I remember that line (the "doesn't destroy you, makes you stronger" line) from a 1980’s movie. It is attributed to Nietzsche and I can believe that. Maybe I am in the 1980’s framework—went to see Flashdance, the Musical, this weekend. When I first saw the movie Flashdance, I was in Psychiatric training in NYC. (At least this is my memory—don’t know if the dates actually match up!) I do know that I left the movie feeling depressed—she had achieved her dancing dream. I wanted to write! Where was my dream? My husband, at the time, pointed out that I was a doctor; I was training to be a psychiatrist. I had accomplished a lot in my life. But in that moment, it didn’t seem to be enough.
And maybe that should be the title of this blog. Sometimes, even what we have doesn’t seem to be enough. But I don’t want to focus on lack and loss and emptiness. I want to focus on strength, on survival, on resiliency. It has been way too long since I last blogged. Anyone who cared about what I had to say may have stopped checking back long ago. But here is a secret, while I do think about if my words can help, the topics I pick are for me. I write about where I am. I use writing to help me get unstuck, which is actually the point of this whole blog. Use writing to heal!
I have been gone from my blog….well, I don’t even know completely why. Most probably because I was living. I was teaching and seeing patients and enjoying friends and family. Each week, I thought, I should blog, but, I will admit it, the task got bumped. But I’m here again. Partly because I do believe in writing and I do want to inspire, but mostly because I am struggling in this moment and I need to write. So, trust my words. Writing can help!

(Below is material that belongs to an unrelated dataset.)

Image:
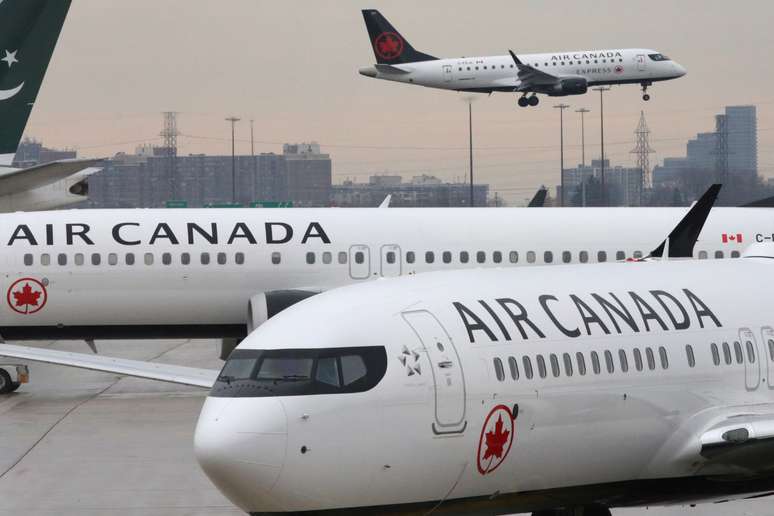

In my shifting emotions of today, that title quote came to mind. And it is a good quote. It reminds us that if we are struggling, when we come through the challenges, we will be stronger. We will know that we can achieve and withstand more than we might have believed. But the challenge of the quote is that is suggests that we can be destroyed. So that makes me think of another quote I love (and this might be a paraphrase). “It will all be all right in the end. If it is not all right, it is not the end.” That makes me realize that if we get stuck wallowing in how crappy things are, we need to keep in mind that things can get better.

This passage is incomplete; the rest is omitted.